2. I really wish they had more gyms that catered to my crowd. I realize most people don’t really want to be near guys who are a bit bigger than usual, lift more weight than normal people. It’s just annoying when I’m lifting, and I feel like I’m breaking laws because I’m lifting more than 2 plates per side. I wish a powerlifting oriented gym would open up in Vancouver, but I think I’ll just keep dreaming…
3. I just got a TRX today. I’ll admit, when I first saw it come out, I thought it was another fitness fad. I thought it was another useless piece of junk that might be popular for a while before people realized it didn’t do much. I eventually tried one out, it’s humbling to say the least. I also saw that a few other coaches I highly respect were using the TRX and that they found it effective. I’m a proponent of using body weight exercises, especially for beginners. So I’m excited to implement it into my programming.
4. People need to understand progressive overload a bit better. Progressive overload means the gradual increase in stress placed upon the body during exercise. There are many ways to do this: increase weight, increase reps, increase sets, decrease rest periods, change tempos. Unfortunately, I see people in the gym doing the same thing year in, year out and not getting any results… I wonder why that is?

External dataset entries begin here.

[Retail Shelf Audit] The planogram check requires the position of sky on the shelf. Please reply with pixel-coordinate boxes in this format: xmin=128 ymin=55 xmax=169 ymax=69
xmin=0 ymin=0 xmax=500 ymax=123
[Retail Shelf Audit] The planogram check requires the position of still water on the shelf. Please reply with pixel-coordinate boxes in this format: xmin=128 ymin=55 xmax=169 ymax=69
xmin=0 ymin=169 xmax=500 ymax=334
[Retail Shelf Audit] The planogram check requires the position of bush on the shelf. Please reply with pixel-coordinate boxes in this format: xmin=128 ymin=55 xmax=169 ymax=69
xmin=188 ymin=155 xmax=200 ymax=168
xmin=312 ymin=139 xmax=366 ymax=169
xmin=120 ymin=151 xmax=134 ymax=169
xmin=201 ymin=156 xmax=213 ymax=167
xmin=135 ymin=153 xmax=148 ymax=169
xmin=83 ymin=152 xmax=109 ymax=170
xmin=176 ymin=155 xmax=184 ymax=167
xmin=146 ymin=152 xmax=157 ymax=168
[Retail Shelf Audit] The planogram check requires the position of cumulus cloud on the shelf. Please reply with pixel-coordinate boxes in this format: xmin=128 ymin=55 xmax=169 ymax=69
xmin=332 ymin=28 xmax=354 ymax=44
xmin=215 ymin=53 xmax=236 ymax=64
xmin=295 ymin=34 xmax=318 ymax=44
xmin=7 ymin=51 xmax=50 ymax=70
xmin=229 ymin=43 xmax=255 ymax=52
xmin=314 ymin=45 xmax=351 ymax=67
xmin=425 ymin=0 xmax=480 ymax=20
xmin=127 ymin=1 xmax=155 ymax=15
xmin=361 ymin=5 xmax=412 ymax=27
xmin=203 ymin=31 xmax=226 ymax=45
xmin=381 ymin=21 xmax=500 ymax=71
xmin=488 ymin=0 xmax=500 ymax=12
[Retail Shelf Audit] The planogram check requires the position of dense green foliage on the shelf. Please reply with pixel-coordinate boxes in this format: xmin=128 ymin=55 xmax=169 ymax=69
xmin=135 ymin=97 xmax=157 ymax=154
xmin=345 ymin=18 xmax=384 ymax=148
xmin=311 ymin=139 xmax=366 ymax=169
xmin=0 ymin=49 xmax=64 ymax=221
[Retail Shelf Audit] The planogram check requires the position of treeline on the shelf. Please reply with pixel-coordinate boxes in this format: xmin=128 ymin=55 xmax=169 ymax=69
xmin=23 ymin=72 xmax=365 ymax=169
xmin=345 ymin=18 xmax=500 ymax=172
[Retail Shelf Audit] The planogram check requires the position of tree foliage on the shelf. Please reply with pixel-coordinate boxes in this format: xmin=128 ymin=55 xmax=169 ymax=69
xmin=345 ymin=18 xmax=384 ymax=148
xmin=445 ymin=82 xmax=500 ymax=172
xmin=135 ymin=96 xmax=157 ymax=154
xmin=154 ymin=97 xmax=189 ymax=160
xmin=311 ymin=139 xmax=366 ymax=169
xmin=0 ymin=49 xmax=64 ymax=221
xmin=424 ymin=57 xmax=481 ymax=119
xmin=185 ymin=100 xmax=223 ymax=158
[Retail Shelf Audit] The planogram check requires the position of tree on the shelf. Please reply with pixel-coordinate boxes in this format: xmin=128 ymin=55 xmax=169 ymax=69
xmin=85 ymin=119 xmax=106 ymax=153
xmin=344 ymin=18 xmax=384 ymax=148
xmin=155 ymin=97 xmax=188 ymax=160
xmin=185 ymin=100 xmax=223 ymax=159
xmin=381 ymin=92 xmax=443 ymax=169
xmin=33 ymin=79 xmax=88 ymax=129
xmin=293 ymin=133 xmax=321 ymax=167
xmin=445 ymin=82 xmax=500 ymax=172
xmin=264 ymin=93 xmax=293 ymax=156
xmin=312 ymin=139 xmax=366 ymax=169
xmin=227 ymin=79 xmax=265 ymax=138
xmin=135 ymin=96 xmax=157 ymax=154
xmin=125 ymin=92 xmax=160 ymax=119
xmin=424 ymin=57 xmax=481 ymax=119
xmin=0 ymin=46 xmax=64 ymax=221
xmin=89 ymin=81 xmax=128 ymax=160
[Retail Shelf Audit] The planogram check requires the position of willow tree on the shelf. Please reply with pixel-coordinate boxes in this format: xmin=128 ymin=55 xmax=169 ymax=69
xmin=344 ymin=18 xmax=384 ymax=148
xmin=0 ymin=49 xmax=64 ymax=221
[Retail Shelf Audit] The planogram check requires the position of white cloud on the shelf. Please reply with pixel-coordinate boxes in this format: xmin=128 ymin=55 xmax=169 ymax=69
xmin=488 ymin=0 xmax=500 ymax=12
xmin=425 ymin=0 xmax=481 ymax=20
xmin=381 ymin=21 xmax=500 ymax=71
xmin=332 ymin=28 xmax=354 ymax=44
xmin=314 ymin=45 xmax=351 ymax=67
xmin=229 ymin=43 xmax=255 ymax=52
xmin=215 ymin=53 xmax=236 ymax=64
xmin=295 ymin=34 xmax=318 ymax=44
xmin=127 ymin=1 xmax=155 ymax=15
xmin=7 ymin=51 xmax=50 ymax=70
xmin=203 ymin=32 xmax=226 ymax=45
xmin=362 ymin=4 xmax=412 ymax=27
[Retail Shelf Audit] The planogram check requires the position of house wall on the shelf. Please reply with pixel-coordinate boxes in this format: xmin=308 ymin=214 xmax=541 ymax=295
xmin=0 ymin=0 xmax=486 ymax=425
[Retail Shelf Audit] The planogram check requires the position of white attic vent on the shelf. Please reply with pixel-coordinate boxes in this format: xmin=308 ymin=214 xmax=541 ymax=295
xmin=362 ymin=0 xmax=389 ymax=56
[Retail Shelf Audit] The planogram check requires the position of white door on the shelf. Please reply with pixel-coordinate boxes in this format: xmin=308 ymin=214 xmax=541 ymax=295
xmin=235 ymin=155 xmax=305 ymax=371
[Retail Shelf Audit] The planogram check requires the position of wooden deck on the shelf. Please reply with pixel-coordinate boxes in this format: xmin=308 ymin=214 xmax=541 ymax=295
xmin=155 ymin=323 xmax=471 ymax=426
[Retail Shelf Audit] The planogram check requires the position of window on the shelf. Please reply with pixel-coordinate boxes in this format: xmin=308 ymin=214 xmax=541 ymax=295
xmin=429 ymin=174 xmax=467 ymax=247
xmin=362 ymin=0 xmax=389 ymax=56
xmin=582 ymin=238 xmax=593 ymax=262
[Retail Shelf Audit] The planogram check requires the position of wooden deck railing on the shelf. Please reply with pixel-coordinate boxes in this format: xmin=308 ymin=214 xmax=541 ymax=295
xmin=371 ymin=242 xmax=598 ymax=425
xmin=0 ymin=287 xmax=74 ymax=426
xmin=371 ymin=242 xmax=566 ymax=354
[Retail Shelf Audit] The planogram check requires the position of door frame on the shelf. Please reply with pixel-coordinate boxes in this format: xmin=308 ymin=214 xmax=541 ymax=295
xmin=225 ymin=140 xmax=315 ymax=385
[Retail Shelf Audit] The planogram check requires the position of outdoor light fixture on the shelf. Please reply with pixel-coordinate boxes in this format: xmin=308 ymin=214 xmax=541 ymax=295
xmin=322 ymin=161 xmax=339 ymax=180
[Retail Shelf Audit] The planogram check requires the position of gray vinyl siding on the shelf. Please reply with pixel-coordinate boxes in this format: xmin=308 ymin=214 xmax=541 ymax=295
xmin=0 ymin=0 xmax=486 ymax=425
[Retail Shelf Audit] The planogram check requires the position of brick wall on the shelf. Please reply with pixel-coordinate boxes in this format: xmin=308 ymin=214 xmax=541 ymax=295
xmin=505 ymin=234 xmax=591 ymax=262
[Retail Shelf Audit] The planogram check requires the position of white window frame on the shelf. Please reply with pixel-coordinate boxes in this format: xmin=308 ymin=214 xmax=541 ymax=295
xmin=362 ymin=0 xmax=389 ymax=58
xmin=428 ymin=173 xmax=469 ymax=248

5. Quit curling during every training session. The best gains I ever made was a 3 month period in which I gained 20 lbs. I’m not trying to brag about that, all I’m saying is that I got bigger arms and I only did some form of curl variation 3 times every 2 weeks. Bottom line: can the 50 sets of curls and focus on compound exercises like deadlifts, rows, chins, bench, military presses, squats etc.
6. Ladies!!! Don’t fear the compound exercises listed above. They are the best mass builders, but they are also the best strength builders. They are more challenging than machines, but provide a lot of variation and are fun to perform. You will not turn into a she-male if you perform those exercises! Hypertrophy is mainly a result of a mixture of weight training and nutrition.